Risks & Complications

SALK is a minimally invasive procedure; therefore, the risks and complications are limited primarily because no sutures are used in some of the SALK procedures. There is no graft rejection. However, complications associated with Femtosecond laser-assisted SALK may include:

  • Dry eye
  • Anisometropia
  • Suspicious ectasia
  • Epithelial ingrowth
  • Recurrence of pathology
  • Residual corneal pathology
  • Irregular astigmatism which can limit visual improvement


Aftercare & Recovery

The patient will need topical corticosteroid drops to be administered every two hours for ten days. The drops will be tapered over the next six to eight weeks, depending on the patient's condition.

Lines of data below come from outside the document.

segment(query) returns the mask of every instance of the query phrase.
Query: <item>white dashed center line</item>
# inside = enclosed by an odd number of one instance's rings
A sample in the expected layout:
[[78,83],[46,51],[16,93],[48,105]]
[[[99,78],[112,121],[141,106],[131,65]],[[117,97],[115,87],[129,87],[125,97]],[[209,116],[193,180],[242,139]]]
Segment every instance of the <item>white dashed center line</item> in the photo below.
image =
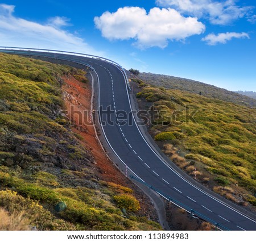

The first follow-up visit will take place the day after the procedure. The next visit takes place a month later and for several years, according to the surgeon's instructions.


SALK improves vision when it minimizes ectasia after refractive surgery and keratectasia in keratoconus patients. One study reported improved best-corrected visual acuity in 100% of the operated eyes, with 80% of the eyes improved within the first month. There was also an improvement in refractive astigmatism by 0.7 diopters.